Two cautionary tales appeared in press recently, serving notice to all "data scientists" (as statisticians are fancifully called these days). It's hard work to earn the status of a "science".
Via the New York Times comes the story of Dr. Robert Spitzer (link). As a young psychiatrist in the 1970s, he successfully pushed the profession to narrow the definition of homosexuality as a disorder. He observed wrily that many gay people are happy, and therefore only those who are depressed should be diagnosed.
In 2001, he presented new findings that show that homosexuality can be "cured" by reparative therapy. This was his method:
He recruited 200 men and women, from the centers that were performing the therapy, including Exodus International, based in Florida, and Narth. He interviewed each in depth over the phone, asking about their sexual urges, feelings and behaviors before and after having the therapy, rating the answers on a scale.
He then compared the scores on this questionnaire, before and after therapy. “The majority of participants gave reports of change from a predominantly or exclusively homosexual orientation before therapy to a predominantly or exclusively heterosexual orientation in the past year,” his paper concluded.
He strenuously defended the study for years, after it got published in his friend's journal without going through the typical peer-review process. (The article was published with commentaries by peers, which according to the NYT, were "merciless".)
At 80, he is coming forward to apologize and retract the study.

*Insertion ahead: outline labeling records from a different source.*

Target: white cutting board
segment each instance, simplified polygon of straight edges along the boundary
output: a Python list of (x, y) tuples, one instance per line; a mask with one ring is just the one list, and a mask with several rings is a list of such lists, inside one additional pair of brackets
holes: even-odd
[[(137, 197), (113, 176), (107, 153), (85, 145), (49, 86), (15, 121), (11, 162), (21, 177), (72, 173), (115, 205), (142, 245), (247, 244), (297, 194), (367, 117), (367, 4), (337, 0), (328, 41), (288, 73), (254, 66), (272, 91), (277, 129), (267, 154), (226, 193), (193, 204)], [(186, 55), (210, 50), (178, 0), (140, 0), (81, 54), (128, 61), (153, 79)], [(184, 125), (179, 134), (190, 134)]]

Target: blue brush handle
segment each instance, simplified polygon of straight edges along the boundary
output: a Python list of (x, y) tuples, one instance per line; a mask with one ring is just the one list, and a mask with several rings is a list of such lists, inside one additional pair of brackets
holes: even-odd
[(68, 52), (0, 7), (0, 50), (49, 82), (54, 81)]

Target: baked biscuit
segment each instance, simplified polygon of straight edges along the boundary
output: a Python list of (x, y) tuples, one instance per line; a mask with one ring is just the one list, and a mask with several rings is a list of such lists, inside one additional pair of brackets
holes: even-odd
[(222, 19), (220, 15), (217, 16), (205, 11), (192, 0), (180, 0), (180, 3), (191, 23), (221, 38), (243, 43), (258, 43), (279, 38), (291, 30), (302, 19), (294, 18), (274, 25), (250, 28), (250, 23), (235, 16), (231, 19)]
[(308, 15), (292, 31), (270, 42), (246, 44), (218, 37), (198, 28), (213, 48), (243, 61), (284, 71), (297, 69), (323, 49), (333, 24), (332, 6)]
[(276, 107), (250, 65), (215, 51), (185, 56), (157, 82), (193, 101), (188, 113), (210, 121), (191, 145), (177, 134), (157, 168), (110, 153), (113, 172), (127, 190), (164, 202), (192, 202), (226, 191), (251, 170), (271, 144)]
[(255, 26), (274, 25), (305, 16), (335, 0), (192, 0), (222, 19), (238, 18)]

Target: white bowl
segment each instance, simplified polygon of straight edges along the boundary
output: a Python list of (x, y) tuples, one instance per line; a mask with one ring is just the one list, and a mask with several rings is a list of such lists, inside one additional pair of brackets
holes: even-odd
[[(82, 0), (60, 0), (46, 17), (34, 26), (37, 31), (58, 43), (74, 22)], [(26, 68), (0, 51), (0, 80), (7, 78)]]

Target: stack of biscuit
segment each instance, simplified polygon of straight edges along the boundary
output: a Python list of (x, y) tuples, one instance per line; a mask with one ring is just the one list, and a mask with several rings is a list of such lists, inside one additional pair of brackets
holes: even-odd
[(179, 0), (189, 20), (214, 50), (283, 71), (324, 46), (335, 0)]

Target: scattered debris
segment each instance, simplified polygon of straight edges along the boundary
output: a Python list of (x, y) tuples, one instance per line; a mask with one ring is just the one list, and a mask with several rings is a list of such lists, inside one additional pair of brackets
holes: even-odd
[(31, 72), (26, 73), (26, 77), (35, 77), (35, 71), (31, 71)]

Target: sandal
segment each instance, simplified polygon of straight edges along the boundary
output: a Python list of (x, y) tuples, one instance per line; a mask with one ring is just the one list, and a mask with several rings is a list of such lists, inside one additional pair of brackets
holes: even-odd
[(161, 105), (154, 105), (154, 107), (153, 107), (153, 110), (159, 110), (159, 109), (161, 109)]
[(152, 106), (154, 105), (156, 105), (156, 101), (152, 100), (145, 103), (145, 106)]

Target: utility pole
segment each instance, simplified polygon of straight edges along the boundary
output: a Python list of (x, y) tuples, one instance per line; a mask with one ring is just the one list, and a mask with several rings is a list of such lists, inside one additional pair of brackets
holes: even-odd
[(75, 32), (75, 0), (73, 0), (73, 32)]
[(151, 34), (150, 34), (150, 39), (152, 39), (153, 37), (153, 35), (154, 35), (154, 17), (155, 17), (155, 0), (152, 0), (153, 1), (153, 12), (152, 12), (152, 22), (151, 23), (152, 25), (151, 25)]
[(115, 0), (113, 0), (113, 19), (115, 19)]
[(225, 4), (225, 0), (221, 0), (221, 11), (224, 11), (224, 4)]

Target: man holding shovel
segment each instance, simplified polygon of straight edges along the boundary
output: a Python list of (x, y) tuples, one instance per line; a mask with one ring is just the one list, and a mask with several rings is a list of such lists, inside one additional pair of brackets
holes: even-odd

Bravo to him for doing this. But one wonders how the industry of science failed to expose this failing much sooner. Is it because of the stature of the researcher? Is it conformance? Is it because he circumvented the usual peer-review process? ...
The reporter said the biggest problem with the study was self-interested subjects lying about sensitive issues like these. Actually, no. The biggest problem is the absence of a control group - gay men and women who did not receive such therapy. It boggles my mind that a study done in 2001 would have only cases and no controls. The case-control methodology has been in use since the 1950s/60s.
If you think that was bad, hold your nose before you read this Wall Street Journal article about cancer studies (link).
Here is a sample of the stinky sentences (my italics in all cases):
After publishing a paper on a rare head-and-neck cancer, [Dr. Mandic] learned the cells he had been studying were instead cervical cancer...
Dr. Mandic entered a largely secret fellowship of scientists whose work has been undermined by the contamination and misidentification of cancer cell lines...
Cell repositories in the U.S., U.K., Germany and Japan have estimated that 18% to 36% of cancer cell lines are incorrectly identified.
Dr. Tarin has spent 25 years working with that cell line--or so he thinks. A body of research suggests that MDA-MB-435 isn't breast cancer; many scientists now believe...[it's] melanoma... Dr. Tarin disagrees.
The prevailing attitude [among scientists] is that the other lab's cell line may be contaminated but not mine.
Nearly 40 years later, ... found 1,000 citations of the same contaminated cancer lines revealed in Dr. Gartler's 1966 findings, which have since been replicated many times using more advanced techniques. "They [the scientists] are either crooks or stupid."
As data scientists like to say, "garbage in, garbage out". But who among us is courageous enough to voluntarily consign decades of our own research to the dustbin?